May is the official start of sea turtle nesting season and an active one in Miami-Dade County. The Miami- Dade County Parks, Recreation and Open Spaces Department has announced that its Sea Turtle Conservation Program has successfully documented more than 6,886 sea turtle nests and released more than 585,000 live hatchlings to the sea, since it started the program in 1980.
The program can look forward to delivering thousands more to the sea, thanks to a $13,500 Challenge Grant from the Andrew Sabin Family Foundation that helped pay for a new “Turtle Truck.” The new “Turtle Truck” will patrol Miami-Dade County beaches — including Crandon Park Beach and Haulover Park Beach — from sun-up to sun-down, seven days a week, now through the end of the sea turtle nesting season (Oct. 31).

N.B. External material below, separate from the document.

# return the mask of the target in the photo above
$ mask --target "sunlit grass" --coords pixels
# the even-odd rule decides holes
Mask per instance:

The Challenge Grant funds have allowed the Miami-Dade Sea Turtle Conservation Program, a program of the Miami-Dade County Parks Eco Adventures enterprise, to replace a rusted and failing pickup truck that it had been using for its turtle patrol runs, with a new 4×4 model that is better suited for beach terrain. The new truck is equipped with a custom topper to keep injured or sick sea turtles stable during transport.
The public is invited to join Miami-Dade Parks’ “Turtle Rangers” as they release hatchlings to the sea every Thursday, Friday and Saturday from 8:30 to 10 p.m., at the Crandon Park Visitor and Nature Center, 6767 Crandon Blvd., Key Biscayne, and at Haulover Park, 10800 Collins Ave. The cost to participate is $10 per person and serves as a donation to Miami-Dade County’s Sea Turtle Fund. Advance reservations are required. Call 305-361-6767, ext. 121.
“Generous donations like this help us to carry out our mission to protect and preserve the threatened and endangered sea turtles on our beaches,” said Miami-Dade County Parks director Jack Kardys.
Donations for Miami-Dade County Parks are made through the Parks Foundation of Miami-Dade. You can help through the donation of a financial gift, an in-kind gift, through sponsorship opportunities, supporting a special event, volunteering, or through an ongoing corporate partnership. Find out more by visiting the Parks Foundation of Miami-Dade at <www.miamidade.gov/parks_foundation>.
Andrew E. Sabin from New York founded the Andrew Sabin Family Foundation in 2007 to intensify his philanthropy, which primarily supports environmental and conservation groups and has a particular interest in reptiles and amphibians. Sabin also is known worldwide, as “Commander Salamander,” for his extensive conservation efforts on behalf of the Tiger Salamander.
Once a nest has been completed, it is abandoned by the mother. The eggs and resulting hatchlings are left to fend for themselves and locate the water upon emerging or die. On average, sea turtles lay 110 eggs in a nest, and average between two and eight nests a season.
Because hatchlings are small and the egg chambers are deep, it is almost impossible for a single hatchling to escape from the chamber alone. As hatchlings break free from their shell inside the egg chamber, they stimulate other hatchlings to emerge from their eggs too. Once most hatchlings have emerged from their shells, they climb on top of the discarded eggshells to propel themselves to the top of the chamber. The hatchlings near the top of the egg chamber scratch down sand from above and around them. They emerge either en masse or in small groups. Emerging together increases the chance of survival as many hatchlings can overwhelm would-be predators. A single hatchling would be an easy target.
A sea turtle nest will take 55 to 60 days to unfold baby sea turtles, known as hatchlings. The first nest is historically in mid-May. June and July are very high nesting months and known as the Peak Nesting Time. Nesting will continue until mid-September. The last baby turtles will leave about the end of October.